As we come closer to South-America we leave the depths of the Atlantic. The closest coastline, that of North-Brazil, is now less than 200 miles away. The average depth of the Atlantic where we were rowing mostly of the time is around 4500 meters deep. At the moment we are closing in on the line that separates 3000 from 2000 meters.

Thursday the 23rd of April. The date that we planned to arrive in Cayenne to break the world record from Africa to South-America in 26 days. We were well on track and probably would have made it but our rudder got eaten by a shark. If we arrive on Monday that’s just 4 days slower. Not bad rowing backwards without a rudder. At 16.45 UTC we start rowing day 51 of this crossing and that’s a bit of a special day for me. Today is day 800 that I have spent on ocean rowing boats on oceans. Yep that’s a lot. More than two years. Not the ocean rower with the most ocean rowing days. There are two persons who rowed more than 900 days. The one with the most almost joined me on this crossing. I think he is at 968 days. And the 2nd at 937 days. That number will not change anymore cause that ocean rower died back in 1996 while rowing the Pacific. And behind me, there is a bit of a gap. Somewhere round 540 is number 4. If we don’t look at days but at miles I rowed by far the most nautical miles on oceans. As the crow flies, I’m coming close to 40.000 miles while the second one doesn’t come close to 30.000. That’s almost two times around the world at the widest point at the equator and I think I’m not done yet. Well better to say I know! This year was a bit busy with ocean rowing. Rowing 3 oceans in a year of which 2 oceans in 5 months. I’ll try to stay of the water now for 10 months till the next Atlantic group crossing in Rose in March 2021.

Everything falls into place. If we arrive on Monday the boat will immediately go out of the water onto a trailer and will be brought to Pascals boatyard to clean it and prepare it for boat transport to Rotterdam. On Wednesday the 40ft container will arrive so we can put the boat with a forklift in the container and seal it. We just have to see how long we have to stay in our private hotel with private swimming pool and private restaurant kitchen. Well there are worse places in the world especially after an ocean crossing. We will enjoy ourselves in the tropics. No doubt about that. The freedom of our ocean row has to be changed a bit for the corona restrictions that we are not used to yet. I just got them in for French-Guiana. Don’t know how it is in other countries but we have to download a form that we have to fill in every time on our phone when we leave the hotel. We can do that for 3 reasons. 1. To go to the supermarket for food. 2. To go to work if that’s not possible at home so that’s at the boatyard. 3. To exercise one hour a day not further than one kilometer from where you are staying.
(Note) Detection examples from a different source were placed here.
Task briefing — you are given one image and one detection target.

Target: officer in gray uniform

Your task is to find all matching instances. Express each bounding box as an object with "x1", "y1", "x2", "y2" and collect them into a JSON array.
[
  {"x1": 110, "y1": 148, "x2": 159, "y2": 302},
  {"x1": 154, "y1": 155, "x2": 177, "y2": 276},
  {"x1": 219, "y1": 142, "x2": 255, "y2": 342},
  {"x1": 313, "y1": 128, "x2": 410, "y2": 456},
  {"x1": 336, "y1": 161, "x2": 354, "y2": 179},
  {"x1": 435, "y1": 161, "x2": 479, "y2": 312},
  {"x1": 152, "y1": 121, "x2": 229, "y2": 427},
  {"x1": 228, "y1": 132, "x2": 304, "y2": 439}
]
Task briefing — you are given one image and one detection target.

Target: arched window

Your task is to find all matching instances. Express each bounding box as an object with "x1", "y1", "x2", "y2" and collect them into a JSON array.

In case you cannot show what you are doing outside of your hotel you get fined €135. The French police have done that more than one million times already!

It’s Saturday the 25th of April. We are closing in on Cayenne but we got more wind, waves and currents. Last night we got a lot of rain and according to the weather forecast that will stay to Cayenne. At 9.00 local time in the morning we still have 104 miles to go. We contact Pascal two times a day with our position, course, speed and distance but it is still difficult to predict around what time we will be there. For now, we think tomorrow evening late or round midnight but everything can change quickly due to circumstances. Like at the moment. The ocean floor below us rises quickly going from 2000 meters to less than 100 meter in 10 miles so in a couple of hours and that’s where the currents are the strongest doing as we speak 5-6 knots about straight to the west without having much control over the boat while we still have to get some further south. Let’s hope that we reach soon less deep water with less currents and that we get some control back. We aren’t there yet!